Tá bom, tá bom, tudo isso parece uma reação emocional, mesmo, um desabafo. Confuso e sem análise racional, relacionando fatos que não teriam relação entre si. Mas será que não têm?! Leio nas redes que a prefeitura de Haddad é que pediu a reintegração de posse, postado por quem queria falar mal desse prefeito. Depois leio de defensores que ele tentou impedi-la na justiça, temendo uso da violência, mas não conseguiu e a polícia de Alckmin entrou em ação, investindo contra o povo pobre que luta por moradia, e levando o Eduardo errado pro xilindró. Porque o Eduardo certo a ser encarcerado, o Cunha, ah, esse eles ficam com medinho de prender! Ou não têm interesse em fazê-lo. Então, parece que nessa teia intrincada do nosso presente, tudo tem relação com tudo.

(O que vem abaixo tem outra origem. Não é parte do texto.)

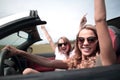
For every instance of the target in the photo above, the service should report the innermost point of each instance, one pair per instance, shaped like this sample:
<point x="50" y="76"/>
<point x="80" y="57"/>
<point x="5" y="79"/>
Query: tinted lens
<point x="81" y="39"/>
<point x="60" y="44"/>
<point x="89" y="39"/>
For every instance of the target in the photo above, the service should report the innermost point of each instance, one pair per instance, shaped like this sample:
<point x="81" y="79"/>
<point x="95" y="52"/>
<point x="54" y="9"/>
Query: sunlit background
<point x="62" y="16"/>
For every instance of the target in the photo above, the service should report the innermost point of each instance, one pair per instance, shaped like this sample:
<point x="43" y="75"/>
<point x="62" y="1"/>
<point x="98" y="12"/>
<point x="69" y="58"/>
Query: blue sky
<point x="62" y="16"/>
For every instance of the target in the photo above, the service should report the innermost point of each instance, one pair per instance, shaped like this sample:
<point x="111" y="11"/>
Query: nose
<point x="85" y="42"/>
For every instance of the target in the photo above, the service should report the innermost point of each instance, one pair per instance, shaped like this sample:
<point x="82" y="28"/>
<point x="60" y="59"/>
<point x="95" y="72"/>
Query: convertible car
<point x="22" y="33"/>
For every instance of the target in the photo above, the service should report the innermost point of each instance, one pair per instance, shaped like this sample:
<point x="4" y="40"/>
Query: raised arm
<point x="83" y="21"/>
<point x="107" y="52"/>
<point x="52" y="44"/>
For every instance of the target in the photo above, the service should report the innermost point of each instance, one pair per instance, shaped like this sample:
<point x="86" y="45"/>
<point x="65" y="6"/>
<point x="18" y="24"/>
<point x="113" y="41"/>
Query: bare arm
<point x="52" y="44"/>
<point x="107" y="52"/>
<point x="42" y="61"/>
<point x="83" y="21"/>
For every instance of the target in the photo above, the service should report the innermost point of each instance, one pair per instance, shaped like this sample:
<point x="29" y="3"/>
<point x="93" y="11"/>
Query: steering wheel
<point x="9" y="65"/>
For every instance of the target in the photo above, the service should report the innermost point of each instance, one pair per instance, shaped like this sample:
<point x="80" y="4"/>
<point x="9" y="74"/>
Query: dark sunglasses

Fazendo uma pausa no texto e nas reflexões já menos emocionais, visito o perfil do Facebook do Suplicy e ouço-o contar o que aconteceu, já tendo sido liberado pela ‘puliça’. Pressentindo a violência iminente da PM sobre as mais de 80 pessoas que estavam resistindo na ocupação de reintegração de posse no Jardim Raposo Tavares, Zona Oeste de São Paulo, interpôs-se entre os dois lados, deitando-se no chão, para evitar que a violência fizesse vítimas. Foi carregado pelos policiais, pois recusou-se a sair de onde estava, pacificamente deitado. Típico gesto ético de desobediência civil visando o bem comum, aos 75 anos de idade! Cada vez o admiro mais, pois é preciso muita coragem para fazer algo assim. No seu perfil na rede social, a posição do ex-senador é declarada sem rodeios: é contra a truculência inaceitável da PM, especialmente da Tropa de Choque, na desocupação de áreas ocupadas. Assim como eu também sou, e quem tem um mínimo de dignidade e compaixão humanas também deveria ser. Essas ocupações urbanas são cheias de crianças e idosos e os adultos que estão lá trabalham, só que mesmo assim não conseguem adquirir ou alugar uma moradia digna para suas famílias. Ao invés de providenciar políticas de moradia decentes, geralmente os governos estaduais lançam as suas polícias militares para cima dos cidadãos reivindicadores.
suplicy-preso
Ao longo do século XX, com a industrialização e a adoção do modelo do agrobusiness, que provocou um violento êxodo rural para as grandes cidades, houve a formação de áreas urbanas irregulares e ilegais. Os governos pouco fizeram, além de considerar “caso de polícia” e retirá-los à força, ou jogá-los em periferias longínquas e sem infraestrutura urbana para que não “incomodassem”. O Minha casa, minha vida é uma política incompleta e possui alguns defeitos, mas é alguma política, e se tivessem sido feitas ações semelhantes (de preferência melhores) ao longo do século passado, teríamos evitado muitos dos problemas que hoje castigam essas gentes que não têm moradia digna para os seus. E que sofrem violências terríveis do Estado que deveria provê-los com condições de adquirirem uma casa. Mas não, faz de tudo para defender os interesses da bilionária especulação imobiliária!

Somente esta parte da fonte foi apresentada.